Cette stratégie d’usure cognitive, que les experts comparent parfois à une attaque par déni de service appliquée à la pensée, repose sur des leviers psychologiques simples : répétition, proximité culturelle, émotions primaires (peur, indignation, ironie). Les contenus sont souvent relayés via Telegram, X (ex-Twitter) et des groupes Facebook fermés, avant d’être repris par des médias marginaux, parfois à leur insu.
La Pologne, cible prioritaire
Depuis l’invasion de l’Ukraine en 2022, la Pologne est devenue un laboratoire d’influence. Pays de transit pour l’aide militaire occidentale, siège de bases de l’OTAN et voisin immédiat du front, elle concentre la double vulnérabilité de l’Est : proximité géographique et densité informationnelle. Chaque événement lié à la guerre déclenche une bataille narrative, localisée, multilingue, orchestrée depuis des serveurs hors d’Europe. La désinformation y fonctionne comme une répétition générale avant d’être déployée dans d’autres pays de l’Union.
Une machine bien huilée
Le rapport de Google met aussi en lumière la modularité de l’appareil pro-russe : des campagnes anciennes réactivées à la demande, des domaines créés en série, et une capacité de réaction quasi militaire. Les articles sortent en quelques heures, parfois avec des métadonnées falsifiées pour simuler l’antériorité. Des comptes automatisés les republient ensuite, créant un effet de « tendance » artificielle. L’infrastructure est pensée comme une chaîne de montage narrative : un même contenu se décline en plusieurs langues, sous plusieurs angles, jusqu’à se fondre dans les flux ordinaires d’actualité.
La guerre de l’attention
Pour les chercheurs, cette bataille de l’information n’est pas périphérique : elle fait désormais partie intégrante de la stratégie militaire russe. Chaque guerre moderne s’accompagne d’une guerre des récits, où l’attention du public est devenue un champ de conquête. La désinformation agit comme un brouillard numérique : elle masque les faits, fragilise les institutions et divise les alliés.

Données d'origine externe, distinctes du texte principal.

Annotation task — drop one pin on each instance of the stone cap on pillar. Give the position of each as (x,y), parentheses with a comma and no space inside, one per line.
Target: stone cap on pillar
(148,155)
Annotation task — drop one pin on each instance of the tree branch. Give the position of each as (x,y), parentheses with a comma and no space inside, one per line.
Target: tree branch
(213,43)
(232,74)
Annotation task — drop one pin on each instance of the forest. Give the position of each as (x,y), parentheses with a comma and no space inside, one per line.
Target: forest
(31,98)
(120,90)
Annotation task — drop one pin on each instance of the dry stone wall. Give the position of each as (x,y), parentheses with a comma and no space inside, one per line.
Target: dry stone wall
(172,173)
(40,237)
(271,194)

Le Google Threat Intelligence Group, rattaché à Google Cloud et aux équipes de Mandiant, traque ces opérations au-delà de ses propres plateformes. Ses équipes croisent données techniques, signaux comportementaux et observations de terrain pour identifier les réseaux d’influence étatiques et leurs relais commerciaux. Leur travail rejoint celui du SGDSN/Viginum en France, de la task force EUvsDisinfo à Bruxelles ou du DFRLab à Washington : documenter les manipulations, les rendre visibles, et créer une mémoire collective de la désinformation.

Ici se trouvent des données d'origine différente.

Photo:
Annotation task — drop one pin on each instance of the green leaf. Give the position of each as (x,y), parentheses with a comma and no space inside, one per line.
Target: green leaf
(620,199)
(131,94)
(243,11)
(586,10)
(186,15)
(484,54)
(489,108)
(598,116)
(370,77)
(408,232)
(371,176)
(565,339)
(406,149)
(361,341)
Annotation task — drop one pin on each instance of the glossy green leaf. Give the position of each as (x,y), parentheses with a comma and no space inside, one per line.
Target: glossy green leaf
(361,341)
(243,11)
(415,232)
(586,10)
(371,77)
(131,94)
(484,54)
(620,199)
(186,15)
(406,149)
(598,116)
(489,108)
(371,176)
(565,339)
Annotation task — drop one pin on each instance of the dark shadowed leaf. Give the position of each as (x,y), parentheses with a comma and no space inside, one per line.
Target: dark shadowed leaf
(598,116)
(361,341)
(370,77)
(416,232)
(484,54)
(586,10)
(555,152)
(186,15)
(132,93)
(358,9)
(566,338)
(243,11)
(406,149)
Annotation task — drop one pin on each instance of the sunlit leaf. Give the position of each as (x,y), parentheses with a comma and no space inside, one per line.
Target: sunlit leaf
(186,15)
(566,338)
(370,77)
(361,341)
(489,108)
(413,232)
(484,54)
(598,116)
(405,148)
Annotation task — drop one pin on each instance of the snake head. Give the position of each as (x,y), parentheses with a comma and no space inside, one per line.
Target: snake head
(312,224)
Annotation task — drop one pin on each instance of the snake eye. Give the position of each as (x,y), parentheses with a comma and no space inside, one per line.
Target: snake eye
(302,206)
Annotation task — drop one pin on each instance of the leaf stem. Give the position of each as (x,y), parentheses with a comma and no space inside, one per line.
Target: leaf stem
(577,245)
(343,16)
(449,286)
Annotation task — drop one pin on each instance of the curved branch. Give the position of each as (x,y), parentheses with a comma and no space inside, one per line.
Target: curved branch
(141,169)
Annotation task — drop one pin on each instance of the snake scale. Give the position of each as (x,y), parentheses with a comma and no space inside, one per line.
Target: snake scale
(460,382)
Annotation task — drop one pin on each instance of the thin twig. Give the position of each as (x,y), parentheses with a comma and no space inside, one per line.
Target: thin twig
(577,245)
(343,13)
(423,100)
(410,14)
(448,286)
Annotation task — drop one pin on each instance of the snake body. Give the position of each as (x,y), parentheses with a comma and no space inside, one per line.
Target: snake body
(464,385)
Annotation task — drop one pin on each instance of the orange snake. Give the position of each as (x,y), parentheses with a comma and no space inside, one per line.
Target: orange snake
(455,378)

Un enjeu pour les entreprises comme pour les États
Pour les DSI et RSSI, cette affaire dépasse la cybersécurité classique. Elle rappelle que la guerre de l’information peut aussi viser les entreprises, leurs dirigeants, leurs produits ou leurs décisions stratégiques. Un simple récit déformé, amplifié par des bots, peut devenir viral et altérer la perception d’une marque ou d’un secteur. D’où la nécessité d’intégrer dans les politiques de sécurité une veille d’influence et une analyse des signaux faibles. Car la désinformation ne vise pas seulement les opinions politiques : elle fragilise la confiance, donc la capacité d’une organisation à agir en temps de crise.
Du drone à l’écran
L’incursion de drones russes en Pologne n’était peut-être qu’un épisode mineur du conflit ukrainien. Mais l’écho qu’elle a reçu dans la sphère numérique révèle une vérité inquiétante : chaque incident devient un prétexte à la manipulation, chaque fait une matière première pour la guerre des perceptions. Les frontières se déplacent. Elles ne séparent plus seulement les États, mais les réalités. « Comprendre comment naissent et se propagent ces récits, c’est déjà une manière de s’en défendre », conclut le rapport.